Using Differentials to Approximate the Square Root of 49.5

In this tutorial we shall develop the differentials to approximate the value of \sqrt {49.5} .

The nearest number to 49.5 whose square root can be taken is 49, so let us consider that x = 49 and \delta x = dx = 0.5.

Now consider

y = \sqrt x \,\,\,\,\,\,{\text{ - - - }}\left( {\text{i}} \right)
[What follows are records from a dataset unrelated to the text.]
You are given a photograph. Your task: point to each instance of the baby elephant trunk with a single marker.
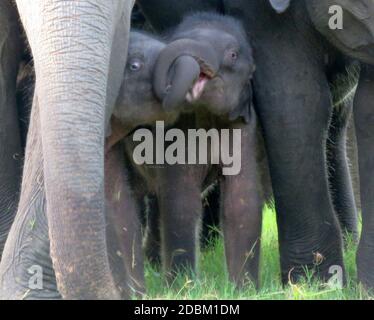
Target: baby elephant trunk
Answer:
(178, 68)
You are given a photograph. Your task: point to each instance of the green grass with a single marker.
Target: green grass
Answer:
(212, 281)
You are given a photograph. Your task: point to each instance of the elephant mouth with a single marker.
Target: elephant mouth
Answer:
(198, 87)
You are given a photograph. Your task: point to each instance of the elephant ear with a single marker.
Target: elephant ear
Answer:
(280, 6)
(245, 104)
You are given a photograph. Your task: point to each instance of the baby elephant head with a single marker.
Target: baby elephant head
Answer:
(136, 104)
(213, 60)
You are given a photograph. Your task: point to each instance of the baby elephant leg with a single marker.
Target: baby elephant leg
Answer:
(241, 213)
(180, 212)
(124, 239)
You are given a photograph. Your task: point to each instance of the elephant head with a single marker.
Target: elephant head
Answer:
(74, 45)
(217, 61)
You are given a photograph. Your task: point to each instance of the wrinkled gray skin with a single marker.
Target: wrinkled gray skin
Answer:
(11, 152)
(65, 155)
(224, 103)
(293, 102)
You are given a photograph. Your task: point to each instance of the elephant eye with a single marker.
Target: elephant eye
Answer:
(231, 57)
(135, 65)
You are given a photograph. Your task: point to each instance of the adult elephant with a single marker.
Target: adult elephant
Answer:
(73, 43)
(11, 47)
(293, 45)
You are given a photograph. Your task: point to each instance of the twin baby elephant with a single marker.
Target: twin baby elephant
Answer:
(190, 81)
(197, 77)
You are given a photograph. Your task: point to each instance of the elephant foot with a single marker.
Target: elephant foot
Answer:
(322, 259)
(152, 252)
(365, 264)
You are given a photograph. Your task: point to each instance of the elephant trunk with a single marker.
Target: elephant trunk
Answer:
(72, 58)
(179, 66)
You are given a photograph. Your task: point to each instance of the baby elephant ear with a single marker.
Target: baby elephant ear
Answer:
(280, 6)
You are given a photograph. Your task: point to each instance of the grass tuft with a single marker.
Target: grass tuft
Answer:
(212, 281)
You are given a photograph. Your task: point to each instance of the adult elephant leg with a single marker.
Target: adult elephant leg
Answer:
(11, 152)
(294, 106)
(152, 241)
(241, 216)
(364, 119)
(26, 268)
(338, 168)
(72, 57)
(124, 228)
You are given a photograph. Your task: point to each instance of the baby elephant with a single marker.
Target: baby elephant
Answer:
(136, 106)
(203, 75)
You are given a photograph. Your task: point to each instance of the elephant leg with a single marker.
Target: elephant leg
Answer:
(294, 106)
(210, 227)
(241, 214)
(76, 98)
(26, 270)
(123, 220)
(152, 241)
(338, 169)
(11, 152)
(180, 212)
(364, 119)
Differentiating equation (i) with respect to x, we have

\begin{gathered} \frac{{dy}}{{dx}} = \frac{d}{{dx}}\sqrt x \\ \Rightarrow \frac{{dy}}{{dx}} = \frac{1}{{2\sqrt x }}\,\,\,\,\,\,{\text{ - - - }}\left( {{\text{ii}}} \right) \\ \end{gathered}

Taking the differential of equation (ii), we get

\Rightarrow dy = \frac{1}{{2\sqrt x }}dx

Using the values x = 49 and dx = 0.5, we have

\begin{gathered} dy = \frac{1}{{2\sqrt {49} }}\left( {0.5} \right) = \frac{{0.5}}{{2\left( 7 \right)}} \\ \Rightarrow dy = 0.0357 \\ \end{gathered}

Now

\begin{gathered} \sqrt {49.5} = y + dy \\ \Rightarrow \sqrt {49.5} = \sqrt x + dy \\ \Rightarrow \sqrt {49.5} = \sqrt {49} + 0.0357 = 7 + 0.0357 \\ \Rightarrow \sqrt {49.5} = 7.0357 \\ \end{gathered}